Passages explores this passivity in two ways, firstly through recreating on canvas the cinematic/televisual illusion and, secondly, through the depiction of empty streets, tunnels and corridors. The viewer stands before the image as if it were a screen, waiting for the next image to appear. The empty passages reinforce this expectancy as they function like an establishing shot in film; they set the scene where the action will take place. The long shot of a train tunnel will soon make way for a train; the beams of the car’s headlight will come to illuminate the solitary figure of a hitchhiker. In the painting, Epitasis, we stand before a corridor partially lit by a series of dim lights. Asymmetrical black panels border the image to enhance the feeling that we are looking into the image, spying and waiting for something to happen. They could also represent the beginnings of a “wipe”, frozen in the moment when the next image comes to take its place. We are looking into what could be the first shot of a film, the one that defines the space of the virtual world. We are passive in that we have no control over what could come next, what could come out of the shadows. There is no choice but to examine key points in the images, to discern what could come out of the darkness, what will make its way out of the passageways. At the same time, the viewer expects that a door may be opened and we will see inside a room, the long shot of the corridor will give way to a medium shot revealing two people involved in a domestic dispute. But the painting does not change, it does not reveal anything rather it promises change and the viewer can do nothing but wait to see if the promise will be fulfilled.

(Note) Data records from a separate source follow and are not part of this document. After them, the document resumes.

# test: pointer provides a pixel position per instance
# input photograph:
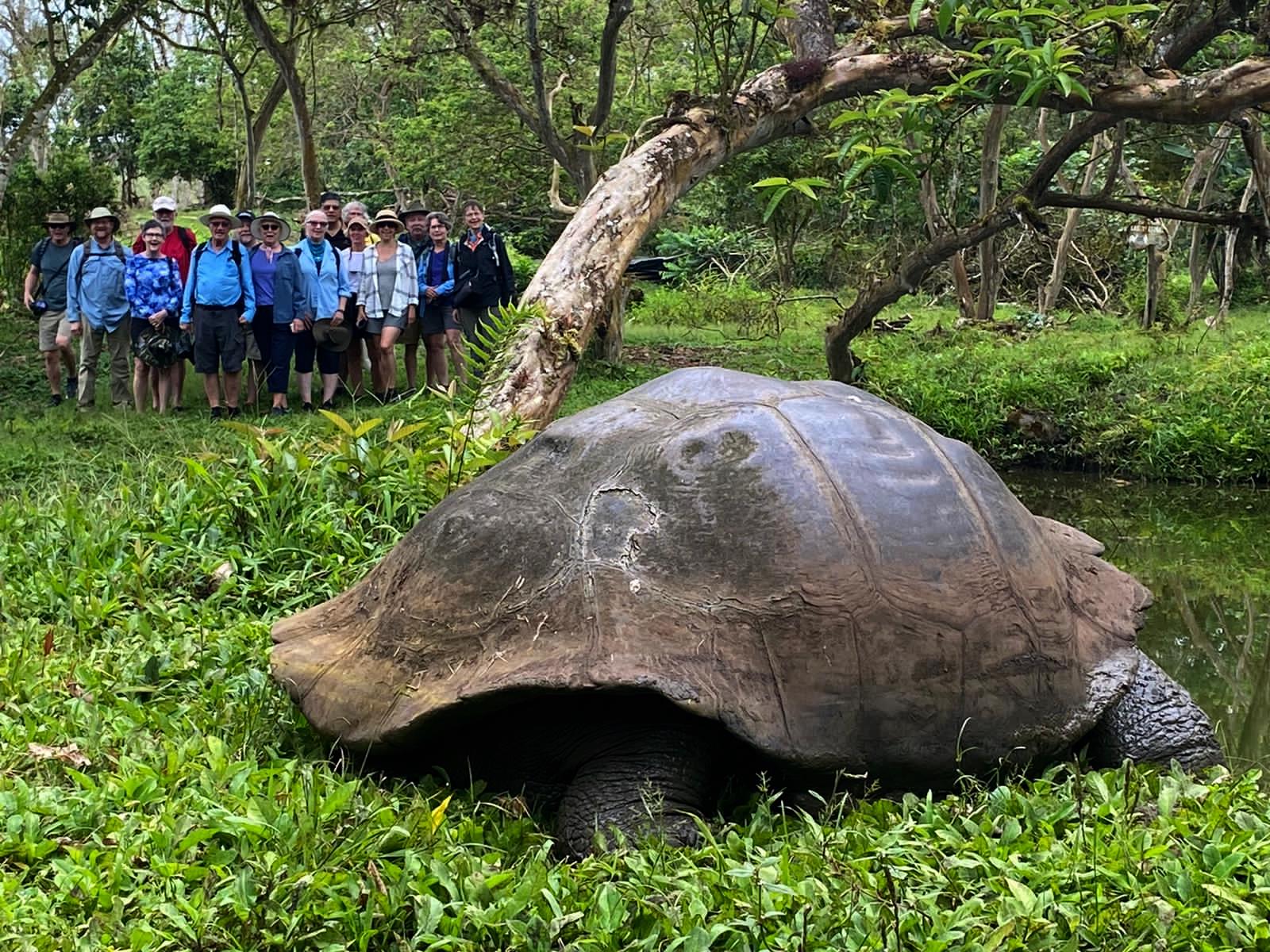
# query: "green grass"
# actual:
(1185, 405)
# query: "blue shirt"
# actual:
(152, 285)
(324, 286)
(437, 272)
(217, 282)
(264, 268)
(99, 298)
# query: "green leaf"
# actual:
(914, 13)
(944, 18)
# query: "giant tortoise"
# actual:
(719, 569)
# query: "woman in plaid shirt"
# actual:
(387, 300)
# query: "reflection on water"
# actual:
(1206, 555)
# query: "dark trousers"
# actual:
(262, 329)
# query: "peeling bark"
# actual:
(573, 283)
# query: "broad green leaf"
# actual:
(914, 13)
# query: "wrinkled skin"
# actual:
(725, 570)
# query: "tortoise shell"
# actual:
(818, 571)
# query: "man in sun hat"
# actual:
(44, 295)
(97, 308)
(220, 302)
(178, 241)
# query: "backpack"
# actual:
(116, 249)
(235, 253)
(41, 247)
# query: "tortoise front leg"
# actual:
(1156, 721)
(648, 780)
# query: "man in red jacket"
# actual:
(178, 243)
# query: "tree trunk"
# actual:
(569, 291)
(937, 224)
(1053, 289)
(64, 73)
(990, 184)
(283, 56)
(1199, 254)
(258, 125)
(1229, 262)
(1155, 283)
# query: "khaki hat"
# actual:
(283, 228)
(217, 211)
(387, 216)
(333, 338)
(102, 213)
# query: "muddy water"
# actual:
(1206, 555)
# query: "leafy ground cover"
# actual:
(159, 793)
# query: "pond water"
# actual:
(1206, 555)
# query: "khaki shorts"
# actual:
(52, 325)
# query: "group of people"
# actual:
(248, 301)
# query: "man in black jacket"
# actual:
(483, 272)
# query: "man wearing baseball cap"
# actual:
(44, 296)
(220, 302)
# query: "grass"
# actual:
(159, 793)
(1185, 405)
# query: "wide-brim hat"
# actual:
(217, 211)
(283, 226)
(334, 338)
(387, 216)
(102, 213)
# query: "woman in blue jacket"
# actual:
(279, 301)
(437, 321)
(327, 292)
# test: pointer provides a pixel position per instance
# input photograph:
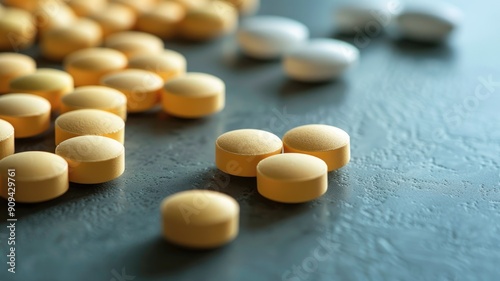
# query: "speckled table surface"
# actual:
(420, 199)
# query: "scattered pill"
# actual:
(168, 64)
(133, 43)
(58, 42)
(292, 177)
(320, 60)
(328, 143)
(269, 37)
(29, 114)
(88, 66)
(92, 159)
(193, 95)
(200, 219)
(89, 122)
(142, 88)
(6, 139)
(50, 84)
(96, 97)
(13, 65)
(238, 152)
(39, 176)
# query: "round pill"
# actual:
(58, 42)
(133, 43)
(96, 97)
(88, 66)
(13, 65)
(50, 84)
(292, 178)
(430, 22)
(193, 95)
(168, 64)
(142, 88)
(89, 122)
(29, 114)
(6, 139)
(200, 219)
(92, 159)
(114, 18)
(320, 60)
(212, 20)
(328, 143)
(39, 176)
(238, 152)
(162, 20)
(269, 37)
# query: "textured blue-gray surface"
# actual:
(420, 199)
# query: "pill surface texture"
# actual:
(238, 152)
(89, 122)
(29, 114)
(193, 95)
(200, 219)
(292, 177)
(269, 37)
(92, 159)
(320, 60)
(39, 176)
(331, 144)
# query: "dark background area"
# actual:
(420, 199)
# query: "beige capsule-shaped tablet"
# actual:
(162, 19)
(114, 18)
(38, 176)
(200, 219)
(193, 95)
(13, 65)
(51, 84)
(96, 97)
(142, 88)
(210, 21)
(329, 143)
(292, 177)
(29, 114)
(58, 42)
(168, 64)
(89, 122)
(88, 66)
(238, 152)
(92, 159)
(6, 139)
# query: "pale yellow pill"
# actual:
(162, 19)
(58, 42)
(6, 139)
(238, 152)
(328, 143)
(210, 21)
(37, 176)
(93, 159)
(89, 122)
(17, 29)
(292, 177)
(96, 97)
(133, 43)
(29, 114)
(88, 66)
(168, 64)
(193, 95)
(114, 18)
(13, 65)
(200, 219)
(51, 84)
(142, 88)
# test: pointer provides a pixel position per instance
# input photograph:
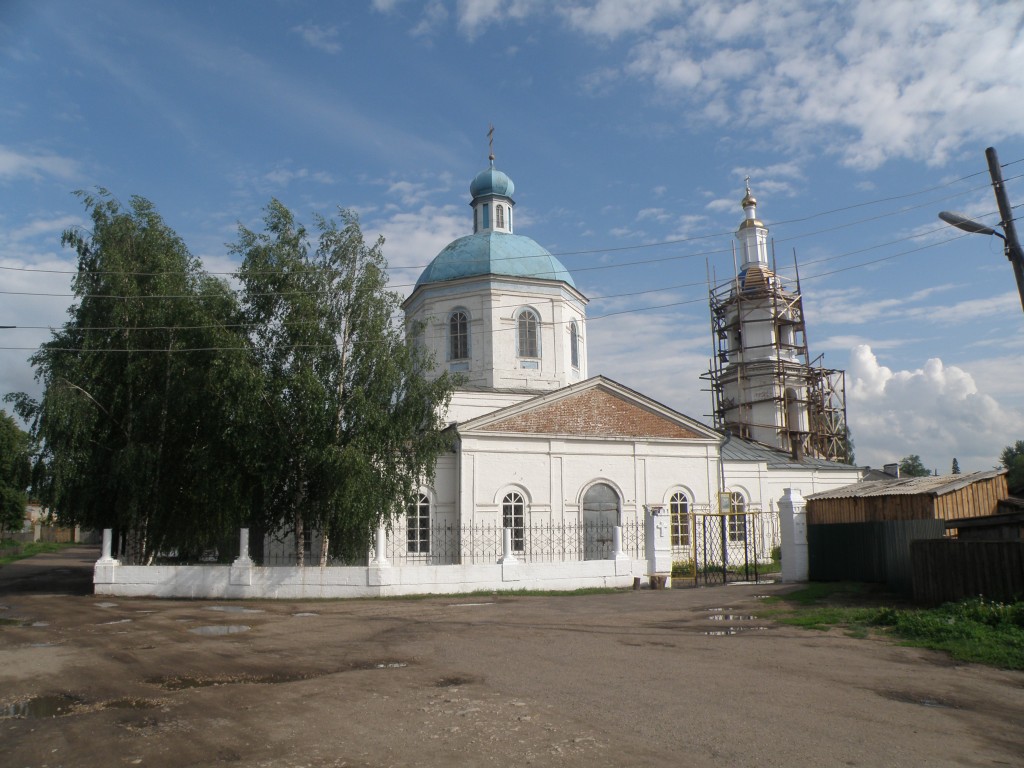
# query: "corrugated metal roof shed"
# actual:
(935, 497)
(932, 485)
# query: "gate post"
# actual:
(657, 545)
(793, 526)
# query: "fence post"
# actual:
(507, 556)
(793, 526)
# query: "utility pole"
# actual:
(1014, 253)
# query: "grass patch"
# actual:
(11, 551)
(976, 630)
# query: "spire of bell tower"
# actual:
(753, 235)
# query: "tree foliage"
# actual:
(911, 466)
(143, 388)
(14, 474)
(176, 409)
(1013, 459)
(348, 425)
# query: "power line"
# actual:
(611, 249)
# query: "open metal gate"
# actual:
(724, 548)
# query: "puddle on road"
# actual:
(41, 708)
(218, 630)
(455, 681)
(131, 704)
(732, 631)
(185, 683)
(235, 609)
(906, 697)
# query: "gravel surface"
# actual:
(678, 677)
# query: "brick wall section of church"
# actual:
(593, 413)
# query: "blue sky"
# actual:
(628, 127)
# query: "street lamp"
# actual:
(1012, 246)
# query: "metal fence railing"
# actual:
(446, 544)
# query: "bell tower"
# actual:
(763, 386)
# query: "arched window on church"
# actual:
(527, 332)
(514, 516)
(737, 518)
(458, 336)
(574, 345)
(418, 525)
(679, 508)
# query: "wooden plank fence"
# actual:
(867, 551)
(947, 570)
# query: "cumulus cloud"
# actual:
(322, 38)
(936, 412)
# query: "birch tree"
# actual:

Passages is the latest installment in Tony Lloyd’s exploration of the urban landscape. This series differs from the earlier works in that there is a consistent examination of the relationship between screen culture and the urban. He alerts us to fact that we cannot look at city streets, passageways, and highways naively, directly, in themselves. They are always seen through the popular genres of film noir, the police drama and the road movie. Lloyd has effortlessly incorporated this televisual/filmic sensibility into his work through the creation of what could easily be film stills, shots from a yet to be made movie. The work is contemporary in that it embraces the virtual world through creating a stylistic pastiche of the photographic, televisual and cinematic image. At the same time, such styles are defamiliarised in the stillness of the canvas and the discrete space of the gallery.